Il représente néanmoins encore plus de 7 600 tonnes par an. Selon l'Assurance maladie, ce gaspillage coûte environ 517 millions d'euros chaque année. Face à ces chiffres, une question revient régulièrement : pourquoi ne pas faire comme aux États-Unis et délivrer exactement le nombre de comprimés correspondant au traitement prescrit ?

La réponse est plus complexe qu'il n'y paraît. Un élément largement absent du débat public réside dans la réglementation européenne adoptée pour lutter contre les médicaments falsifiés.
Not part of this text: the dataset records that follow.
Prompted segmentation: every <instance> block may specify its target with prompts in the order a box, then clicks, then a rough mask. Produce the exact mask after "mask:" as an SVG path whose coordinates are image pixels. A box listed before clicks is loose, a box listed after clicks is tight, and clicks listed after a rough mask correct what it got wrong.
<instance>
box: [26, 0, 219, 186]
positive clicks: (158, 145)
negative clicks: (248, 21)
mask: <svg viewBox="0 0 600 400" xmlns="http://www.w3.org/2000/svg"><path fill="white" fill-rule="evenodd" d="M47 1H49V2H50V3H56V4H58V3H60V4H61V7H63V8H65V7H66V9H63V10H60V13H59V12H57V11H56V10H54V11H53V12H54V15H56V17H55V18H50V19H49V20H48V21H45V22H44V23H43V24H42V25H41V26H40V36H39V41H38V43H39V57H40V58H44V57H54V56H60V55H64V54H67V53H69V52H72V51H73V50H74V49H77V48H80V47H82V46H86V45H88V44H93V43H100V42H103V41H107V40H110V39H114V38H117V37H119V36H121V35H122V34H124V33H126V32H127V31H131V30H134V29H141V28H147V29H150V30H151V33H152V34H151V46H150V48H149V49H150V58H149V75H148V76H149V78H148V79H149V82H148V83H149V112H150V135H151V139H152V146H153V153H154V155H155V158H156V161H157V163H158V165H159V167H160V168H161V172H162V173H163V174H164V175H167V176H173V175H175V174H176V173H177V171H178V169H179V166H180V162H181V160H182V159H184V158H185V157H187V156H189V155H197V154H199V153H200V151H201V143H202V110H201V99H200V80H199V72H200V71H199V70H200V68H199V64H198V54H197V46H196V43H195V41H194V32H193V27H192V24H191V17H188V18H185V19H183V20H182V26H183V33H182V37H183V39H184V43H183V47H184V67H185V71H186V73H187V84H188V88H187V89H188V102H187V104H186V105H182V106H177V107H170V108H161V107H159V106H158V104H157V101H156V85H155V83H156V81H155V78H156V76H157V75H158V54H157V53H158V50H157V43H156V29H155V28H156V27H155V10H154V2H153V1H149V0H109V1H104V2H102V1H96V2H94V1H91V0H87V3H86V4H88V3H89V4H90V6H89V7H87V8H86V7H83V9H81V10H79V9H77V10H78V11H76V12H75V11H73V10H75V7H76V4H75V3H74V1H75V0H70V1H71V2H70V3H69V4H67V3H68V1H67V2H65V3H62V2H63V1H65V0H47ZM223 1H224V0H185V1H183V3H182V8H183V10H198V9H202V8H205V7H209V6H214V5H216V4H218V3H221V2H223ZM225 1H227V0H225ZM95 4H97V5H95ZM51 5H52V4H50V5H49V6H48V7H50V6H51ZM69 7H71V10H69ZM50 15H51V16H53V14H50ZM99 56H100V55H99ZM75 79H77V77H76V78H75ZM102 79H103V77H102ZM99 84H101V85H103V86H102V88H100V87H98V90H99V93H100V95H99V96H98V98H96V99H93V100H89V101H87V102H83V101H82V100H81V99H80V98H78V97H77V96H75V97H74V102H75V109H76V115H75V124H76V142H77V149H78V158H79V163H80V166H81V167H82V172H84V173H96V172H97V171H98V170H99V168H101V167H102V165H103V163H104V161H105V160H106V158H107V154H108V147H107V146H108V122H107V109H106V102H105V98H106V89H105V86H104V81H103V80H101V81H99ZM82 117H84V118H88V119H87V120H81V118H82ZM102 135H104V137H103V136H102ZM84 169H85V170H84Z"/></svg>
À la suite de plusieurs affaires de contrefaçon ayant touché le marché pharmaceutique, l'Union européenne a renforcé la sécurisation des médicaments. De nombreux produits doivent désormais comporter un identifiant unique permettant de vérifier leur authenticité, ainsi qu'un dispositif de sécurité signalant toute ouverture de l'emballage.

Depuis lors, la boîte d'origine est devenue la pierre angulaire de la sécurité du médicament. Toute une partie du système de contrôle repose sur l'intégrité de ce conditionnement : authentification du produit, traçabilité des lots, suivi des dates de péremption et vérification de l'absence d'altération.

Contrairement à une idée répandue, le droit européen n'interdit pas la délivrance à l'unité. Celle-ci existe déjà pour certaines catégories de médicaments, notamment certains antibiotiques. Mais chaque fois qu'une boîte est ouverte pour distribuer un nombre précis de comprimés, les opérations de traçabilité deviennent plus complexes.

Le débat sur le gaspillage oppose donc deux objectifs légitimes. D'un côté, la volonté de limiter les médicaments inutilisés en adaptant au plus près les quantités délivrées. De l'autre, l'exigence de sécuriser la chaîne du médicament face aux risques de falsification.

Autrement dit, si la délivrance à l'unité est souvent présentée comme une solution évidente au gaspillage, elle se heurte à une réalité moins visible : depuis une dizaine d'années, l'Europe a organisé une partie de la sécurité pharmaceutique autour du conditionnement d'origine. Une priorité qui ne rend pas la délivrance à l'unité impossible, mais beaucoup plus complexe qu'elle n'en a l'air.